Not sure why people are trying to make a story out of Tim Wakefield's performance on Sunday night.
OK, so a 44-year-old (he'll be 45 in August) doesn't step in and give up a run and four hits in 6.2 innings every day. I'll grant you that.
But how, I wonder, did we all manage to forget the true headline from Sunday?
Tim Wakefield owns the Cubs at home. Undefeated for over 17 years and counting.
Come on, you remember the 1-0 Pirates win over the Cubs at Three Rivers Stadium on September 26, 1993, don't you?
Nothing registering? Second half of a doubleheader (a Pittsburgh sweep), Al Martin (who is now 43 years old -- about 22 months younger than Wakefield -- and out of baseball since 2003) knocked in Midre Cummings for the game's only run. Mike Morgan was the tough-luck loser, the game played in a black-and-white era time of one hour and forty-nine minutes.
Fine. I get it. You were probably doing something else -- it was the opening weekend of The Program and Dazed and Confused (Mike Morgan would've been a high school junior in the summer of 1976) AND there were new episodes of seaQuest DSV and Murder, She Wrote (not sure, but I think it was the one with the 26-minute Tom Bosley-Angela Lansbury sex scene).
So maybe -- just maybe -- you glanced at the sports page in the newspaper (remember those?) that next morning and saw that Tim Wakefield pitched a complete-game shutout at home to beat the Cubs. If you were a casual baseball fan you were perhaps surprised to see Wakefield -- 8-1 with a 2.15 ERA and postseason star the year before -- just 5-11 with a 6.03 ERA after the win, and the Pirates -- winners of 95, 98 and 96 games the previous three years -- 72-83 for the season (the day before was a loss that clinched a losing season, haven't had a winning once since).
If you were a more serious follower of the national pastime (it still kind of was then, the NFL was breathing down but we hadn't yet quite reached the stage where regular season football was beating playoff baseball) you looked at Wakefield and saw what was screamingly obvious: This was a guy who fluked a nice run the year before on a gimmick pitch and was being pounded back into reality. Happened a million times before.
(The Pirates released Wakefield in April 1995 after a 5-15, 5.84 season with Triple-A Buffalo in 1994, further cementing the idea that this was a guy destined to be a nice pregame "Where are they now? spot for the Pirates in 2002, with Wakefield as high school science teacher or owner of his own restaurant.)

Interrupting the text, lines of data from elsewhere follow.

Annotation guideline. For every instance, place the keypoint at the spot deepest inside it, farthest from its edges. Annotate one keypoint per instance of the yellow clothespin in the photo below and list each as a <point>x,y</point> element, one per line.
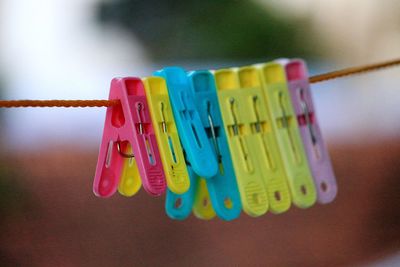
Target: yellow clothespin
<point>167,135</point>
<point>244,146</point>
<point>202,207</point>
<point>130,178</point>
<point>269,156</point>
<point>284,124</point>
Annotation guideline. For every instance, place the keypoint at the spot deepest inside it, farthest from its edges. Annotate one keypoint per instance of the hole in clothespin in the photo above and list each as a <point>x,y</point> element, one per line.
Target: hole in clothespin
<point>117,117</point>
<point>256,198</point>
<point>122,147</point>
<point>277,195</point>
<point>109,153</point>
<point>178,203</point>
<point>196,137</point>
<point>303,190</point>
<point>205,202</point>
<point>228,203</point>
<point>324,187</point>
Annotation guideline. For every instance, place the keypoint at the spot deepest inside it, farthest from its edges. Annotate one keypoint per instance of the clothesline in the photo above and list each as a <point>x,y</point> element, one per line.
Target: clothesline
<point>107,103</point>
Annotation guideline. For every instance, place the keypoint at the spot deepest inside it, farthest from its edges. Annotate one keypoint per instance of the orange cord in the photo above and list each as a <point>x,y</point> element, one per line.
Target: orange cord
<point>109,103</point>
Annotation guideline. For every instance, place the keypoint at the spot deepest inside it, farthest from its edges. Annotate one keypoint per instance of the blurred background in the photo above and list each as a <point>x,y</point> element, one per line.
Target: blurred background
<point>54,49</point>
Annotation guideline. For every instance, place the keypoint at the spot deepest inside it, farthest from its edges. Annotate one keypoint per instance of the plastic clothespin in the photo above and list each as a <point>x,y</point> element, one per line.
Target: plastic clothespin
<point>130,182</point>
<point>202,205</point>
<point>128,126</point>
<point>196,199</point>
<point>284,124</point>
<point>235,105</point>
<point>317,153</point>
<point>179,206</point>
<point>222,187</point>
<point>167,135</point>
<point>191,131</point>
<point>274,171</point>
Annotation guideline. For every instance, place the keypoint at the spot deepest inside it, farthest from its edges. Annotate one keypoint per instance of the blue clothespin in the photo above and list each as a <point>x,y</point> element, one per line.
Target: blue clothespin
<point>192,134</point>
<point>222,187</point>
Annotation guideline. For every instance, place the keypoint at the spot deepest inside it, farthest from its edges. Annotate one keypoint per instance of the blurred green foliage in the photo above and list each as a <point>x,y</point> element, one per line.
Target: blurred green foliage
<point>210,29</point>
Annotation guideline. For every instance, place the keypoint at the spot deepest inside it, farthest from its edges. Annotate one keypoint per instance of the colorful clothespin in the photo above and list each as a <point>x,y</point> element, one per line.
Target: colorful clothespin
<point>274,171</point>
<point>179,206</point>
<point>128,126</point>
<point>196,199</point>
<point>244,146</point>
<point>167,135</point>
<point>130,182</point>
<point>194,139</point>
<point>317,153</point>
<point>284,124</point>
<point>222,187</point>
<point>202,205</point>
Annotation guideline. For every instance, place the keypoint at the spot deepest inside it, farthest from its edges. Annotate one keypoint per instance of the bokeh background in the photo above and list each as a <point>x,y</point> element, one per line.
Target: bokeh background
<point>54,49</point>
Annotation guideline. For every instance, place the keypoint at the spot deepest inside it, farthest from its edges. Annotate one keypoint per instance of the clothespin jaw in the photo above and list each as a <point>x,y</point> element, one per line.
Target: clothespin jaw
<point>167,135</point>
<point>202,205</point>
<point>234,107</point>
<point>116,137</point>
<point>191,131</point>
<point>270,157</point>
<point>130,182</point>
<point>222,187</point>
<point>179,206</point>
<point>128,126</point>
<point>284,123</point>
<point>316,150</point>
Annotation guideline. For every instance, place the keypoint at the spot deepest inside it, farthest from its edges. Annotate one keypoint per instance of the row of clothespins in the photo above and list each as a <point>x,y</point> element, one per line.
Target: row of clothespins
<point>217,142</point>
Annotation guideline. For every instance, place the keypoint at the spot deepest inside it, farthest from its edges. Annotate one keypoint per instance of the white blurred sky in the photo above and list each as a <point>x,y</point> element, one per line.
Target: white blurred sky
<point>51,49</point>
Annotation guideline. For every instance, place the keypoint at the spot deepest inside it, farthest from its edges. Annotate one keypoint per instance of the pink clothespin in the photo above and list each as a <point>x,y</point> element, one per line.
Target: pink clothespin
<point>317,153</point>
<point>128,124</point>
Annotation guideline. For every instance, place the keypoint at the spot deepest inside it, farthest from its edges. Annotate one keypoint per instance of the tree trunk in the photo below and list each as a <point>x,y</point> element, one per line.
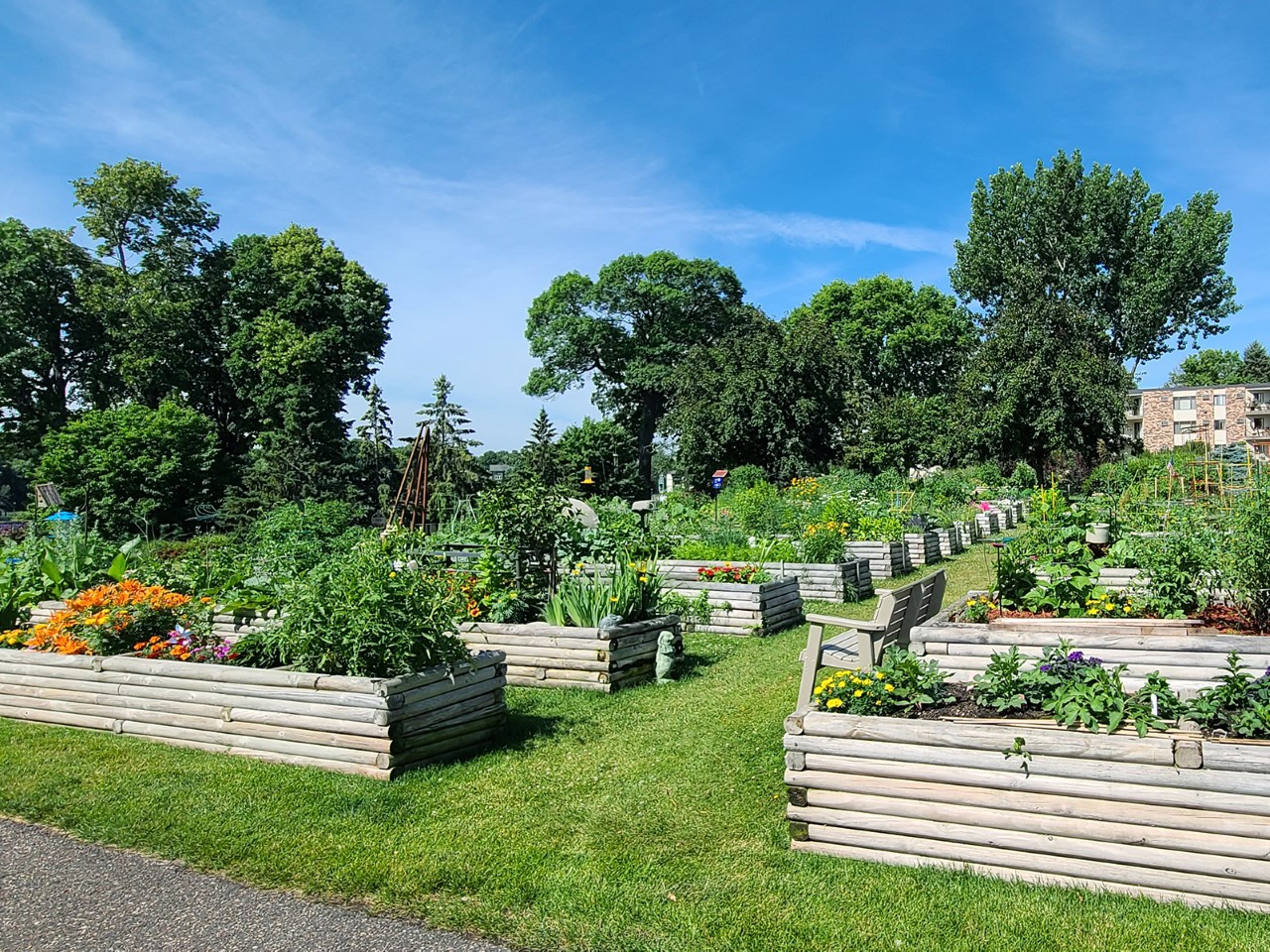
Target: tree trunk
<point>647,430</point>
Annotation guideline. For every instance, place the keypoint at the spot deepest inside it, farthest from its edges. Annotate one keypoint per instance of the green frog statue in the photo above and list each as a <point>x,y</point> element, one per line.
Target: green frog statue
<point>667,657</point>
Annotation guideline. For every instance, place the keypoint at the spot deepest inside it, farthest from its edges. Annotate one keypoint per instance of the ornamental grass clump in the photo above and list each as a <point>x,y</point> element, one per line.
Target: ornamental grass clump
<point>899,687</point>
<point>107,620</point>
<point>357,615</point>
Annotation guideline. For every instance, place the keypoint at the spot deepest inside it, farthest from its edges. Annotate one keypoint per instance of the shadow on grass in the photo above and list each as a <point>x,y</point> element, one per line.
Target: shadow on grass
<point>524,728</point>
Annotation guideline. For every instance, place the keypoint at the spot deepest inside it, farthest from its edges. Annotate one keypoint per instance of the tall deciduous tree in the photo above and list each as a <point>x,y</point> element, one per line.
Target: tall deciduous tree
<point>1256,363</point>
<point>1209,368</point>
<point>901,350</point>
<point>610,451</point>
<point>54,354</point>
<point>452,470</point>
<point>376,456</point>
<point>627,330</point>
<point>309,326</point>
<point>767,395</point>
<point>162,311</point>
<point>540,452</point>
<point>135,468</point>
<point>1078,273</point>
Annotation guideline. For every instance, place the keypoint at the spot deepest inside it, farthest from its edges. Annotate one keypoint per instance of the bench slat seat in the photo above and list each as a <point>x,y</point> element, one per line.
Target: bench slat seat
<point>864,642</point>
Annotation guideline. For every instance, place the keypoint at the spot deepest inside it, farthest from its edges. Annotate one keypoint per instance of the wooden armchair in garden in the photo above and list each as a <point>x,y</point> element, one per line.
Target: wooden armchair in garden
<point>862,643</point>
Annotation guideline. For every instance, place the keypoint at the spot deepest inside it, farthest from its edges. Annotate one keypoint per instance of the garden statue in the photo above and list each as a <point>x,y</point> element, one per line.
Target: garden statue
<point>667,656</point>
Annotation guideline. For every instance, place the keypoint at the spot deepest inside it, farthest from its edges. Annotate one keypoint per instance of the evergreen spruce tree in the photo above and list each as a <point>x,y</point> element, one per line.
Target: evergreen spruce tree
<point>1256,363</point>
<point>376,457</point>
<point>540,453</point>
<point>453,474</point>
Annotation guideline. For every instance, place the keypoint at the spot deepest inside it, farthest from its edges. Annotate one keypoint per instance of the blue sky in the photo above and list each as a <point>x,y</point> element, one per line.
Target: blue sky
<point>467,153</point>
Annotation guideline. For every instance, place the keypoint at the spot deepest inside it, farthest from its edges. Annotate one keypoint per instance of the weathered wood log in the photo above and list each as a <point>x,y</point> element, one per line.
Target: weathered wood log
<point>1092,870</point>
<point>1148,780</point>
<point>1075,801</point>
<point>1044,879</point>
<point>1124,826</point>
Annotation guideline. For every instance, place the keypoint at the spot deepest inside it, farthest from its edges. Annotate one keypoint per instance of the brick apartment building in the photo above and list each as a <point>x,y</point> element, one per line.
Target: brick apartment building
<point>1173,416</point>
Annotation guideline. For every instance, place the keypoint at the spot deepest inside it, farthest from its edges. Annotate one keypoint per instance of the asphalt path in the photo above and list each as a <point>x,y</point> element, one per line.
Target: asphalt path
<point>59,893</point>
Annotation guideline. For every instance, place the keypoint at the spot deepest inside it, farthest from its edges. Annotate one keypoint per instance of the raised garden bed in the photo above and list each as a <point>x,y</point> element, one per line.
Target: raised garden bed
<point>1185,652</point>
<point>885,558</point>
<point>760,608</point>
<point>541,655</point>
<point>1173,815</point>
<point>824,581</point>
<point>371,726</point>
<point>924,547</point>
<point>951,540</point>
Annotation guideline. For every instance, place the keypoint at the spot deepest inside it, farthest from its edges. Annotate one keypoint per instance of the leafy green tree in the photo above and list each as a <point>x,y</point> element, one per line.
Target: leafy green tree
<point>1078,273</point>
<point>627,330</point>
<point>901,353</point>
<point>375,453</point>
<point>540,452</point>
<point>610,451</point>
<point>160,308</point>
<point>769,395</point>
<point>1209,368</point>
<point>309,326</point>
<point>54,353</point>
<point>1256,363</point>
<point>1100,241</point>
<point>135,467</point>
<point>452,470</point>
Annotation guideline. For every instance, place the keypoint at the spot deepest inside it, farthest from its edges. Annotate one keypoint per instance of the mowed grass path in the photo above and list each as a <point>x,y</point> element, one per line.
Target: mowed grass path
<point>648,820</point>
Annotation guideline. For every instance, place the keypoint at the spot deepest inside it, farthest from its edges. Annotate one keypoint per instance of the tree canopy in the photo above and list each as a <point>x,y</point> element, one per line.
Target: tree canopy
<point>627,330</point>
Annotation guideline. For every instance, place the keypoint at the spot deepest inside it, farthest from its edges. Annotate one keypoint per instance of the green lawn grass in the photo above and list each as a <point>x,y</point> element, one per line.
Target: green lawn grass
<point>648,820</point>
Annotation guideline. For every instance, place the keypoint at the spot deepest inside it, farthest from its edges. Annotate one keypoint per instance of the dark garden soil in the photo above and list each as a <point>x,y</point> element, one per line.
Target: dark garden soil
<point>964,706</point>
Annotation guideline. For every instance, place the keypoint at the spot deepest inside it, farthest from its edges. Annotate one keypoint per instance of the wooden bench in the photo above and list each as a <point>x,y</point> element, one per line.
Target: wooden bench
<point>862,644</point>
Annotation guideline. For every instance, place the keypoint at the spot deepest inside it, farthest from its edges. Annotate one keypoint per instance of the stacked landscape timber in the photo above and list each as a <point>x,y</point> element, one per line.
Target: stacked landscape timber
<point>541,655</point>
<point>1171,816</point>
<point>885,558</point>
<point>761,608</point>
<point>924,547</point>
<point>825,581</point>
<point>951,540</point>
<point>371,726</point>
<point>1183,651</point>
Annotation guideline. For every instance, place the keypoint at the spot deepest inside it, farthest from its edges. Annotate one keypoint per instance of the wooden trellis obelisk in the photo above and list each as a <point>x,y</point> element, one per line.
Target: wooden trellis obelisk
<point>411,504</point>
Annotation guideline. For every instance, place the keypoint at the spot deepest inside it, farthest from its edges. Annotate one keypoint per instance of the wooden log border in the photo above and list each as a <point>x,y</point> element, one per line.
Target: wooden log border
<point>372,726</point>
<point>541,655</point>
<point>1171,816</point>
<point>1191,656</point>
<point>848,580</point>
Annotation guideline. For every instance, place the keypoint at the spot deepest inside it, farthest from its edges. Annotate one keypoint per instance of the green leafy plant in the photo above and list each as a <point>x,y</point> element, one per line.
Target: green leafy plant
<point>1002,684</point>
<point>357,615</point>
<point>1245,556</point>
<point>1238,705</point>
<point>899,687</point>
<point>1020,749</point>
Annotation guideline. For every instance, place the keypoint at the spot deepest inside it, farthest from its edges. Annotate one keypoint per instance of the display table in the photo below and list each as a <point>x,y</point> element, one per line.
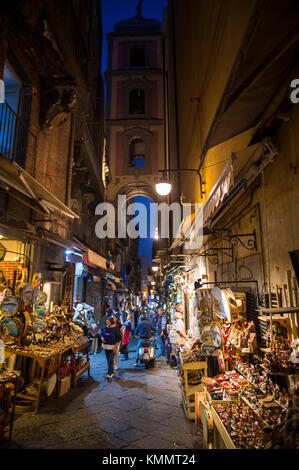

Put it another way: If someone had told that Red Sox fan reading his paper on September 27, 1993 -- a magical time when we didn't need to preface that we are talking non-Pink Hat division -- that Tim Wakefield would wait 17 years to pitch another home game vs. the Cubs, but would do so at age 44 for the Sox (oh yeah, you'd have to explain interleague play, started in 1997) and pick up his 180th win with the team as the city's longest-tenured athlete I would have to think said Sox fan would not know the language we were speaking.
I'm aware that we should be getting the rocking chair and ready for Wakefield. I've written the "Is this the end for Wakefield?" column about four times in the last 18 months, forget about the endless ups and downs of Wakefield over his Red Sox tenure. But would it shock anyone if Daisuke spent another, I don't know, two months on the disabled list, or John Lackey came back, struggled some more and was shut down for an even longer stretch?
And this is why Wakefield is here. I enjoy having him around for institutional memory -- this is a guy who pitched in a Sox rotation with Roger Clemens, was here before, during and after the Red Sox careers of Nomar, Pedro and Manny, he's Zelig with a 72 MPH fastball -- but I suspect Theo and Tito keep him around for more practical reasons. And it's not to pitch seventh innings of 14-2 losses to Tampa. He's insurance, plain and simple.
We've seen it enough times to know, even at 44 years old, that it's not impossible to see Wakefield get another shot in the rotation and go on one of those streaks that he seems to put together every year, a five-week burst where he goes 7-1 with a 2.30 ERA.
Could happen. I wouldn't be stunned -- I really wouldn't -- if Wakefield was the American League Pitcher of the Month in June. I wouldn't be stunned if Wakefield had an ERA of 11.50 in June and was yanked from the rotation. More than any other pitcher, that's how it goes with Wakefield.
And that's a risk worth taking for the Sox over the next few weeks (and let's be honest, Wakefield hasn't been Lefty Grove -- who he barnstormed with in 1931 -- the last couple of years, but with his contract he's better value than Lackey, even with a 5.50 ERA). Why not?
Plus, it doesn't hurt to keep Wakefield happy, if only for this reason: He will be the Game 1 starter when the Sox host the Cubs in the 2028 World Series.